銀說過年不下雪的話,好像沒有過年一樣,兒時的記憶裡似乎過年總在下雪。

因為銀說的話,發覺銀的記憶沒有出錯,倒是真是那般,不管年三十雪花飄飄,還是起初豔陽高照,乃至後來雨雪霏霏,正月裡,雪意一直是不離不棄的。

梳理之後,心也就坦然了。記得每每正月初五之前,陽光溫暖,站在陽臺上,不一會,那透過玻璃的光束,會讓身心暖洋洋的,若在正午時刻,額頭鼻尖會有汗珠滲出,揩一下,像揩掉熱度一般,無論怎樣,歡喜是自然的。

那時,會舉著一杯速溶咖啡,瞅瞅陽臺上的花兒,瞅瞅窗外目力所及的景緻,抬眼望望深邃的天空,還有幾朵恰好此刻路過的雲朵,愜意得再也不能愜意。

李萍文字:等候春雨的姍姍而至

風會乘機而入,再也安逸不過的短暫時光。

分明有熱度的日子,一夜之後,忽然變了。但說那玻璃上的一層濃重水霧,以及些許陰沉的天色,令心忽然抽搐,言不由衷說變天了。

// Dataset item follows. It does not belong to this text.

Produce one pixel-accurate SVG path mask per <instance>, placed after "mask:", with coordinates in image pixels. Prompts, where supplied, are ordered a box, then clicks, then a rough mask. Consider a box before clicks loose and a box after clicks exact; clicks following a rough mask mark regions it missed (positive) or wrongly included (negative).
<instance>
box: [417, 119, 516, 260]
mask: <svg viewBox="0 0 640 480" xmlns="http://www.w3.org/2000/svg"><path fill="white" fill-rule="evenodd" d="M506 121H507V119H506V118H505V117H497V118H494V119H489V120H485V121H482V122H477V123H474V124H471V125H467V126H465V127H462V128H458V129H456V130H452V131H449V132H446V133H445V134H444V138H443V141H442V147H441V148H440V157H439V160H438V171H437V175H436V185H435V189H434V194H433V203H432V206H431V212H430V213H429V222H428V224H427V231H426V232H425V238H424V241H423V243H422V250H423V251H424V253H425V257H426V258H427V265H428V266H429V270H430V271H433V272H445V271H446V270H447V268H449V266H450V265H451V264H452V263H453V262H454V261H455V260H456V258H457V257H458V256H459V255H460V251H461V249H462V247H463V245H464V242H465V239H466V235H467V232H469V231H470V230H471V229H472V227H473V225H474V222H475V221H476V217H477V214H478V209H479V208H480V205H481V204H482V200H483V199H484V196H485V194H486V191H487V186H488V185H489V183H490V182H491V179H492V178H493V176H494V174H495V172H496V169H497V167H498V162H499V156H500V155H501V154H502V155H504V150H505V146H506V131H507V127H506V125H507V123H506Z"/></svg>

的確,天色沒了幾日來的溫順,又陰冷依舊了。如若細心點,注目窗外,一些如絮的雪花在飛舞。起初是零零星星的,一炷香的時刻,就漫天飛舞開來。不多時,淡淡的白色覆蓋了心情和萬物。

陰冷難免,卻也奈何。

李萍文字:等候春雨的姍姍而至

於是,才尋思雨水將至,那些精靈不期而至,是在赴約。難道不是嗎?雨水一般都在春節,雨水前後,雨雪霏霏已自然地到訪。

“一候獺祭魚;二候鴻雁來;三候草木萌動。”我國古代將雨水分為三候,此節氣大概是於南方而分的,我們大西北哪有水獺呢?水獺捕魚後,沒幾日,雁北歸。又幾日,春雨綿綿,草木發芽。春天就這樣在雨水之後到來了。

真是那樣的嗎?在我們大西北,紅嘴鷗遊得正歡,一到歸期,一夜之間,就不見了呢。

變天這天,在家能看到紅嘴鷗的翻飛,能隱約看到路人的站立,想必他們是帶了一些爆米花的,否則怎會惹得那些鳥兒,左右上下翻飛,聚在那方水域上空,像開會或是選舉一般,有了稠密的感覺呢?

此景此情,印了回憶。記憶里正月十五前後,雪會飄灑而至,雖說紛紛揚揚多時,但一見陽光,心裡就開始消融了。要不立春後,地氣解凍,地氣會暗地裡揭開一場春事呢。

靜說下雪那天傍晚,起初落的是雨。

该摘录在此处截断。